Use the diagram to complete the table for the white blocks

Pattern number \((n)\)	\(\text{1}\)	\(\text{2}\)	\(\text{3}\)	\(\text{4}\)	\(\text{5}\)	\(\text{6}\)	\(n\)
No. of white blocks \((w)\)	\(\text{4}\)	\(\text{8}\)	\(\text{12}\)	\(\text{16}\)	\(\text{20}\)	\(\text{24}\)	\(4n\)
Common difference \((d)\)		\(\text{4}\)	\(\text{4}\)	\(\text{4}\)	\(\text{4}\)	\(\text{4}\)

We see that the next term in the sequence is obtained by adding \(\text{4}\) to the previous term, therefore the sequence is linear and the common difference \((d)\) is \(\text{4}\).

The general term is:

\begin{align*} T_{n} &= a + (n-1)d \\ &= 4 + (n-1)(4) \\ &= 4 + 4n - 4 \\ &= 4n \end{align*}

Use the diagram to complete the table for the blue blocks

Pattern number \((n)\)	\(\text{1}\)	\(\text{2}\)	\(\text{3}\)	\(\text{4}\)	\(\text{5}\)	\(\text{6}\)
No. of blue blocks \((b)\)	\(\text{0}\)	\(\text{1}\)	\(\text{4}\)	\(\text{9}\)	\(\text{16}\)	\(\text{25}\)
Difference		\(\text{1}\)	\(\text{3}\)	\(\text{5}\)	\(\text{7}\)	\(\text{9}\)

We notice that there is no common difference between successive terms.

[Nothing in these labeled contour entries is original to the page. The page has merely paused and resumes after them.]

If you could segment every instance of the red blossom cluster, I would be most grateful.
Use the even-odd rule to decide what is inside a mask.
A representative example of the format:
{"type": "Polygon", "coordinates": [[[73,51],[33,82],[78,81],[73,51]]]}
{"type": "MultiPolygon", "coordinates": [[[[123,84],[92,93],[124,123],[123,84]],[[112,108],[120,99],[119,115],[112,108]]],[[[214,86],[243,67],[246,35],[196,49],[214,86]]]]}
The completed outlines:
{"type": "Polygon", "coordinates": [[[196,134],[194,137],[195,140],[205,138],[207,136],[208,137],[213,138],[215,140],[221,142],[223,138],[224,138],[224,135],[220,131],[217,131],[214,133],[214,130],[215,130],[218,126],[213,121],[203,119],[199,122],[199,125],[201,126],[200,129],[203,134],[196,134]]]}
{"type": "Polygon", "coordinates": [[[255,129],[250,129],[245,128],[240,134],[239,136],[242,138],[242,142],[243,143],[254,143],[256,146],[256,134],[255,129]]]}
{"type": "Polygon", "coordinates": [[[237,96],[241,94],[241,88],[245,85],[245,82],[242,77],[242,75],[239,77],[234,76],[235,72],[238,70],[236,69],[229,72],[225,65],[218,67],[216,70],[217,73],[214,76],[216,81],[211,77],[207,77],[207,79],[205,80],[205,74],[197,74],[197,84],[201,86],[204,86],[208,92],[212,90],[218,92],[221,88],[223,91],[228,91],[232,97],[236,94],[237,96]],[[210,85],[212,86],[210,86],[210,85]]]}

However, there is a pattern and on further investigation we see that this is in fact a quadratic sequence:

Pattern number \((n)\)	\(\text{1}\)	\(\text{2}\)	\(\text{3}\)	\(\text{4}\)	\(\text{5}\)	\(\text{6}\)	\(n\)
No. of blue blocks \((b)\)	\(\text{0}\)	\(\text{1}\)	\(\text{4}\)	\(\text{9}\)	\(\text{16}\)	\(\text{25}\)	\((n-1)^{2}\)
First difference	\(-\)	\(\text{1}\)	\(\text{3}\)	\(\text{5}\)	\(\text{7}\)	\(\text{9}\)	\(-\)
Second difference	\(-\)	\(-\)	\(\text{2}\)	\(\text{2}\)	\(\text{2}\)	\(\text{2}\)	\(-\)
Pattern	\((1-1)^{2}\)	\((2-1)^{2}\)	\((3-1)^{2}\)	\((4-1)^{2}\)	\((5-1)^{2}\)	\((6-1)^{2}\)	\((n-1)^{2}\)

\[T_{n} = (n - 1)^{2}\]

Draw a graph of \(T_{n}\) vs. \(n\) for each sequence

\begin{align*} \text{White blocks: } T_{n} &= 4n \\ \text{Blue blocks: } T_{n} &= (n-1)^{2} \\ &= n^{2} - 2n + 1 \end{align*}

Since the numbers of the sequences are natural numbers \((n \in \{1;2;3; \ldots \} )\), we should not connect the plotted points. In the diagram above, a dotted line has been used to show that the graph of the sequence formed by the white blocks \((w)\) is a straight line and the graph of the sequence formed by the blue blocks \((b)\) is a parabola.